Having completed several shoots for this project a process is starting to develop and needs documenting.
- Pre-shoot planning includes:
- Weather, Tides, Sun position, etc.
- Google earth, Street View and Google searches in general if it is a new location.
- Images to re-take from previous visits using Reflective notes made.
- A list of ideas for new images – point of view, composition, theme, etc.
- On location
- The Pre-shoot plan tends to be little more than a guideline as circumstances and other opportunities take over.
- Image composition starts as intuitive but after reviewing the image it becomes more deliberate. However, usually by the 3rd or 4th attempt at a particular subject the ideas dry up. I really struggle to use the viewfinder/screen as a reflective tool. Real reflection only occurs back at home, on the computer.
- Although rarely necessary, I usually bracket all my images with +-1stop of exposure. It is purely a safety measure.
- Selection & Processing
- Once at home I quickly scan all the images and select the few that will be processed.
- All images are processed in Photoshop.
- Often, these days, the processing is minimal – cropping, straightening, sharpening and some contrast correction to accentuate particular elements.
- Reflection & Blog
- This often feels like the most creative part of the process. It is where I deconstruct my images and try to understand what my intuition was telling me whilst on the shoot and determine what needs to be done next time.
- I then write up my thoughts on the Blog, including the resulting ideas for the next shoot.
Philip Harris PhD prompted me to collate this after reading a similar description of his own processes in his thesis, “A Theory of the Experience of Making” (Birmingham City University 2011).

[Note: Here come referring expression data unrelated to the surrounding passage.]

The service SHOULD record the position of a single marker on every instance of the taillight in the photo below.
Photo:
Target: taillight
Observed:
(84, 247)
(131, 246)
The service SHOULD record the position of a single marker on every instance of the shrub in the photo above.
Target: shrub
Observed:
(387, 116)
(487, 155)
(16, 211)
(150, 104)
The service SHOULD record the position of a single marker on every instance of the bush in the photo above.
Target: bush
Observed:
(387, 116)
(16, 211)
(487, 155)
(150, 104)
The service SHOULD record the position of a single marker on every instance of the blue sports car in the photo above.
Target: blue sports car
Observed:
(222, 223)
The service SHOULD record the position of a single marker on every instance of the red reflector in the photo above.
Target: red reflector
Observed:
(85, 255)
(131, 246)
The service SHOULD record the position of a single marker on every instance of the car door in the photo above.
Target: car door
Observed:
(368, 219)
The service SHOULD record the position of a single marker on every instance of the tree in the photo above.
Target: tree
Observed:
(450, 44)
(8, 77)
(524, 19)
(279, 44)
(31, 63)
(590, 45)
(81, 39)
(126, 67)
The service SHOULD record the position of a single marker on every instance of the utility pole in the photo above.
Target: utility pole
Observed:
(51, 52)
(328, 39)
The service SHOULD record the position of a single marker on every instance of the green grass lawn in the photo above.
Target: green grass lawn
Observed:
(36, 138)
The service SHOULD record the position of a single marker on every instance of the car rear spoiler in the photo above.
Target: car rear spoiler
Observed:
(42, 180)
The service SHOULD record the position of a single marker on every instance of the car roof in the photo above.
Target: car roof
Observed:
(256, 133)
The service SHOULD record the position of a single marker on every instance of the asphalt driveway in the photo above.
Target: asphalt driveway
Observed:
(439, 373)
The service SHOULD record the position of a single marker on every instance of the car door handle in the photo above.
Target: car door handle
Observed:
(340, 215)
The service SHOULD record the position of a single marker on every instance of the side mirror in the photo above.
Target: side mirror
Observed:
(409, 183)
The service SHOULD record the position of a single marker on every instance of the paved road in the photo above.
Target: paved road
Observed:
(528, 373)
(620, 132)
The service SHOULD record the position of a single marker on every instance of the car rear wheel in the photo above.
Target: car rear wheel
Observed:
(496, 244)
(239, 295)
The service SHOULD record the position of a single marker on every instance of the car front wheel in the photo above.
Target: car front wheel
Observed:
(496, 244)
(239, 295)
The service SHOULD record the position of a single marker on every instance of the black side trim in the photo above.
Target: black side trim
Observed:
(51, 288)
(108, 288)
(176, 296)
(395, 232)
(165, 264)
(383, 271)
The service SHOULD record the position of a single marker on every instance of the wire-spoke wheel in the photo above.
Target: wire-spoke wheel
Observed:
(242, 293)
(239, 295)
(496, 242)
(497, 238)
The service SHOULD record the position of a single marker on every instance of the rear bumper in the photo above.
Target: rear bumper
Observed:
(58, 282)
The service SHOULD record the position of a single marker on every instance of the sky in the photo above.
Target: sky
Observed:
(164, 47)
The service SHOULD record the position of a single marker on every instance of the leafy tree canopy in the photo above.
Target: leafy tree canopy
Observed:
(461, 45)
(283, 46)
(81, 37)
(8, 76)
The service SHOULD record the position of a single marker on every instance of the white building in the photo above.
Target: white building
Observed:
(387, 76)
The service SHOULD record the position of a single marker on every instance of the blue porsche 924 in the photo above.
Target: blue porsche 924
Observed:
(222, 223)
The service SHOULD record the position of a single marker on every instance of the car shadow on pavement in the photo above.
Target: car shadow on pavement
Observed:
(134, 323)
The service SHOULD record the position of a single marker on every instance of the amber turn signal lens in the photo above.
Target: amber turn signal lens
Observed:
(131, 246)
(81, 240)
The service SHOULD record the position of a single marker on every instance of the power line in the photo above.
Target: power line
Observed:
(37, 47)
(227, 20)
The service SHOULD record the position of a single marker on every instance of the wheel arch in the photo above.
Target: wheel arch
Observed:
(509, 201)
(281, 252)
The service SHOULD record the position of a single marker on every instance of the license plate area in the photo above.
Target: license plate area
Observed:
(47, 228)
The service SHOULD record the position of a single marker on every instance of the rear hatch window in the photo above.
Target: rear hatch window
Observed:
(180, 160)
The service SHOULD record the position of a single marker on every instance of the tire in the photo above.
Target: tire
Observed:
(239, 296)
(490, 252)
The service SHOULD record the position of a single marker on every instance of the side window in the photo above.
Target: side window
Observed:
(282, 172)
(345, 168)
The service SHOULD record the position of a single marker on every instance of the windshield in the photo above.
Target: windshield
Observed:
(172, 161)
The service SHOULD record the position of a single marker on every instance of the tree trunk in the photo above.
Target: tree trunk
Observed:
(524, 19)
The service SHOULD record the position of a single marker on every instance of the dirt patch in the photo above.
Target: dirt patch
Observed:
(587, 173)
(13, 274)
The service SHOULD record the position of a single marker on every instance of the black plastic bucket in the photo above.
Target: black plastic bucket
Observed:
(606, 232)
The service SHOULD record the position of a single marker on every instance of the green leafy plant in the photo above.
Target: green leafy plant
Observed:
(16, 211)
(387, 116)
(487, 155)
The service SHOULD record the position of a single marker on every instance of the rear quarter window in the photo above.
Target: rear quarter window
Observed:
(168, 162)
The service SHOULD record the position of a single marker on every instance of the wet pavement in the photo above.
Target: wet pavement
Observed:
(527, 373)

Also I find his comments on his own reflective experiences, versus image making almost exactly match my own. The following is a quote from page 258 of the thesis.
“The comments that I have made above, when I reflect upon photographing, are not in evidence in the voice recordings that I made when I was photographing. I draw out the significance of my decisions and my inclusion and placement of these objects in the process of reflection (the process I am involved in as I write this) when both the image and the annotation of the voice recording are before me. I do not reflect on this when I am photographing since the image is not yet visible to me. But to what extent does this reflection relate to the actual experience of making? Are these reflections authentic to the experience of photographing? My pre-shoot statement sets out a range of themes and objects that I will attend to. This image is only partly related to this…. As is evident in my voice recording taken at the close of making the image I only discuss the spatial organisation of the image through the camera frame. I do not discuss the significance of these objects and the relationship that I find between them (since my attention was arrested by this view it is not so much that the relationship between these objects was much found by me but that is was given to me). The recording shows that I am engaged with formal concerns related to the selection and arrangement of these objects within the image frame of the camera. Nevertheless in arranging the image there are traces where I seem to be aware of how these objects signify; why else would I move the pylon from the centre to the side? But this does not come to the surface in my voice recording. It is as though the conceptual themes related to image making are suppressed during the experience of photographing.”
Unlike Philip Harris, I do not use a voice recorder on my shoots. I would find such a tool very inhibiting rather than useful.